The waist belt rides mid-stomach, which is on purpose, so if you have a belt-kit or battle belt it will keep that area free and accessible.
This is a perfect sized pack for women and teens. Overall size: 9"(L) x 10"(W) x 18"(H).
UPDATE: Maxpedition now has 2 versions of the Falcon Backpack, the II and III. They are similar but different sizes. The II is 23L while the III is 35L. The III adds velcro interior (for CC or other organizing) and added side ports for the hydration tube.
The front pockets are slightly larger. The Falcon-III will run you a few dollars more.
Since we are on the subject of straps let me say this: I really like the straps on the Maxpedition Falcon-II. They are comfy and fit just right. They tuck up under the arm nicely and don't take up unnecessary room along the oblique area.
PALS webbing included on them along with a chest strap. One recommendation you will thank me for: get some Web Dominators from Maxpedition to take up the extra strap along the bottom unless you plan on cutting them to fit.
As I mentioned earlier there is a waist strap. If you don't want to the waist strap, loop it back around the front of the pack to get it out of the way or remove it completely.
It has its own excess strap bands so floppy straps are not a concern. I wouldn't say it's meant to take up any weight. It is there as a stabilizing strap since it rides so high.
Thats a good thing if you plan on carrying a side bag with you, as I do with a Maxpedition Bottle Holder.
With this pack it's almost necessary to have more kit with you if you are looking to cover 72-hours. It really all depends on the type of situation you are facing and what you are planning for.
One good addition is the use of a Maxpedition Proteus Versipack with the Falcon-II, which gives you a waist pack that sits just beneath the bigger bag cleanly.
The pack has plenty of MOLLE on the outside, so you can add a multitude of small pouches as you see fit.
Normally I don't like to do that on packs because they tend to flop all over the place and be a distraction, but part of what makes the Maxpedition Falcon-II so great is the retention straps that run along the sides, which helps keep all the add-ons in place.
On the other side we put our Yaesu FT-60R Radio and a multi-pouch beneath it which holds all our fire making stuff along with a compass.
The two front admin pockets are useful for small items, pens, the usual doodads. MOLLE on the front lets you strap on extra stuff.
Behind that lives a middle area, good for middle sized things (see where we are going here?)
This middle part can be cinched down into the back via the side straps if you are running less than a full load of the bag - it kind of accordions in there. It's a nice touch and useful.

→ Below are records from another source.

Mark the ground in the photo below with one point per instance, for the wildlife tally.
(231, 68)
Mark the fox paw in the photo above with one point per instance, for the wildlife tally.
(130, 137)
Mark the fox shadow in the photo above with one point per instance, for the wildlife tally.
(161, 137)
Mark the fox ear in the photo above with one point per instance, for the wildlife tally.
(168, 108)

The final and largest area of the pack is good for clothes & hygiene kit.
There is also an area for a 2nd hydration bladder to go if you want to rock 2 of them.
The main bladder space sits under the straps where the back panel is.
The neat thing here is that you can hold 2 waters at a time - if you were using the pack as a day bag during the hot season that could come in handy.
The flap that has the hose pass-through has enough room for both tubes, and a strap that keeps them separate.
Our Camelback 100-Oz Antidote Shorty fits in there nicely. There is a hanger hook in the bag, it's just not attached in this photo.
The bottom of the pack has a reinforced waterproof bottom, which is a nice touch and more useful than you might realize until you need it.
Two straps down there too for a bedroll if you want one. Also a good spot for wet poncho storage once the rain stops.
The strap which loops over the top of the bag can also be loosened enough to hold items too.
If you havent figured it out already, we think the Maxpedition Falcon-II is a great platform to start building an Emergency Kit Go Bag with.
It's easy to expand its capability if you need it, but big enough on its own to get you most of the way there if not all they way there (if minimalism is your thing) especially since weight is such an important consideration.
Having a smaller bag ensures you don't over-load it, keeping it at a reasonable and functional weight for the average person.